Overall, the best and lowest-cost approach to minimize false alarms is limiting the effect of the unbalanced category on the other categories in the data. This includes collecting more data, which is the best option but is very time-consuming and very difficult since if more data could be collected easily, this problem would cease to exist, discarding the overwhelming categories—mostly the “normal” traffic behavior—which would cause a loss of information and bias in prediction; and finding a way to separate the greater number of categories from the lesser number of categories, thus reducing the effect. The last approach is not easy to achieve but is more time-saving, cost-saving, and information-preserving than the other solutions. This is the solution that will be focused on in this topic and will be integrated into the hybrid system we design to form a strategy, which we call HRC.

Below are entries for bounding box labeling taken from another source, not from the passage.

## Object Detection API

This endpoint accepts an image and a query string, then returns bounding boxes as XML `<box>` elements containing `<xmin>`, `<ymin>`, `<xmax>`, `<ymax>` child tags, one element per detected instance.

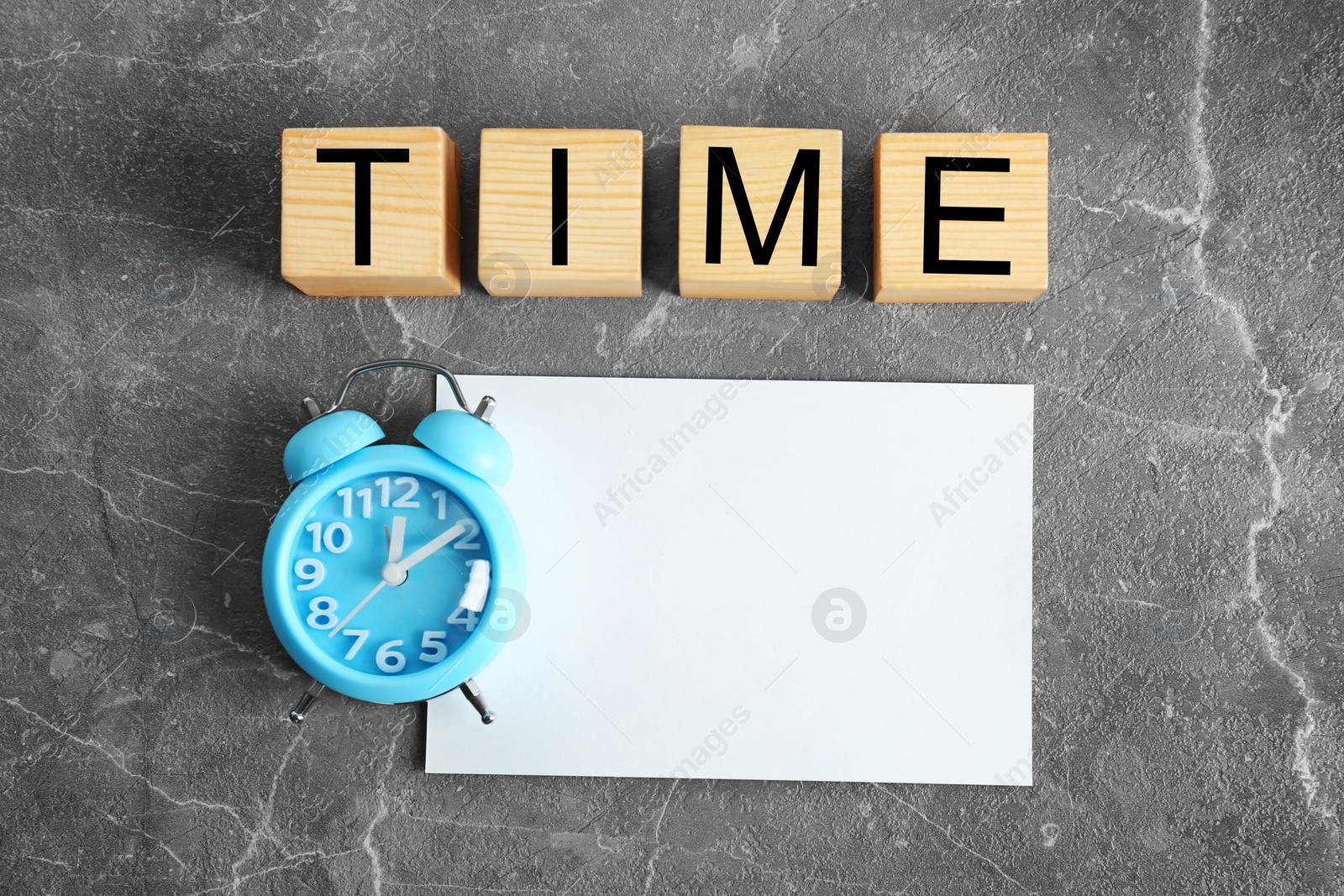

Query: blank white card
<box><xmin>426</xmin><ymin>376</ymin><xmax>1032</xmax><ymax>784</ymax></box>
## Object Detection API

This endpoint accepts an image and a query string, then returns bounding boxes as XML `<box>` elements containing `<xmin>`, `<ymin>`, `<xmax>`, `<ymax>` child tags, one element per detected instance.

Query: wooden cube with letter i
<box><xmin>477</xmin><ymin>128</ymin><xmax>643</xmax><ymax>296</ymax></box>
<box><xmin>280</xmin><ymin>128</ymin><xmax>462</xmax><ymax>296</ymax></box>
<box><xmin>872</xmin><ymin>134</ymin><xmax>1050</xmax><ymax>302</ymax></box>
<box><xmin>677</xmin><ymin>125</ymin><xmax>842</xmax><ymax>300</ymax></box>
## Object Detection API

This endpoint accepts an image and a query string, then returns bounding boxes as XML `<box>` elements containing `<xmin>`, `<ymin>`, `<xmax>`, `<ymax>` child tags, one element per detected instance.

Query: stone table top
<box><xmin>0</xmin><ymin>0</ymin><xmax>1344</xmax><ymax>896</ymax></box>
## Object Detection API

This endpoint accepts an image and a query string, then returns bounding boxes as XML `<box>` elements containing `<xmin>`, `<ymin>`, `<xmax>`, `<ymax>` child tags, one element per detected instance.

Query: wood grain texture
<box><xmin>280</xmin><ymin>128</ymin><xmax>461</xmax><ymax>296</ymax></box>
<box><xmin>677</xmin><ymin>125</ymin><xmax>842</xmax><ymax>301</ymax></box>
<box><xmin>477</xmin><ymin>128</ymin><xmax>643</xmax><ymax>296</ymax></box>
<box><xmin>872</xmin><ymin>133</ymin><xmax>1050</xmax><ymax>302</ymax></box>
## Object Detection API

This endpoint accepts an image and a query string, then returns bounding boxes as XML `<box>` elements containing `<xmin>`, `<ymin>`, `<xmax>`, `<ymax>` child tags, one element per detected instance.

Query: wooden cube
<box><xmin>677</xmin><ymin>125</ymin><xmax>842</xmax><ymax>300</ymax></box>
<box><xmin>280</xmin><ymin>128</ymin><xmax>462</xmax><ymax>296</ymax></box>
<box><xmin>872</xmin><ymin>134</ymin><xmax>1050</xmax><ymax>302</ymax></box>
<box><xmin>477</xmin><ymin>128</ymin><xmax>643</xmax><ymax>296</ymax></box>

1.2. The Methodology’s Novelty and Contributions
Technically, there are two contributions from this strategy to the IDS:
The first contribution is that this strategy can be used to predict the future behavior of the wireless network to detect if there is a potential threat about to happen based on observing the IP packages’ information. The idea is that the flow of IP packages can reflect the behavior of the networks as it is inherently time-dependent. Each packet in the flow has a timestamp indicating when it was transmitted or received. The order of the packets and the time intervals between them thus can provide the patterns that reflect the behavior of the network over a long period. And these patterns are distinctive in the attacks. Despite how complicated an attack is, it usually leaves a trail when occurring and is presented on the flow IP packages. By carefully exploiting these trails with modern algorithms, such as ML and DL, the system can recognize the signs of an attack before it occurs. Among the algorithms, RNN-LSTM and CNN, as mentioned, are the brightest candidates for extracting and learning the time–space relationship between features in the IP package flow, and thus, they are the most suitable for this strategy. This contribution can help the IDS to be more proactive in detecting the potential threat and having enough time to react to the attack, or in the case of false detection, due to predicting multiple steps ahead in a short moment in the future, the IDS can have time to reconsider the decision before making a final decision in the upcoming current moment. This idea is considerably new in IDS study, and the closest to it, at this moment, is in the contribution [
39].
The second contribution of this strategy is its ability to deal with imbalanced data without discarding any samples or changing the base relationship between categories, such as in [
59,
60,
61]. The main task of IDS is to recognize the attack occurring on the wireless system; therefore, classifying the traffic behavior is the main task of IDS. However, imbalanced data significantly affect almost all the classification approaches because the class imbalance directly skews the distribution of the target class (or target category) toward the majority class (or majority category). If imbalances are too high, the model becomes overly familiar with the majority class, leading to poor generalization of the minority classes. In the regression task, the impact might be less severe mostly because the regression model focuses more on the distribution of the target class and is not overly biased toward a specific range or set of classes. Therefore, as long as the distribution of the target class remains balanced, the model can still learn the full range of potential output classes and is less likely to be completely biased toward the majority. Therefore, we let the regression part in the HRC strategy handle this instead of the classification part. As mentioned, the primary task of the regression part is to try to predict the behavior of the traffic in the near future, which is specifically “normal” or “attack”, so technically, the regressor also handles classifying these two categories. Regarding the attack, we combine all the attacks into one big category and, thus, raise the number of samples considerably so that it will reduce the imbalanced effect between them and the “normal” category. This idea, plus the fact that regression models are less affected by the imbalanced categorical problem, will help the IDS deal with the imbalanced data more effectively.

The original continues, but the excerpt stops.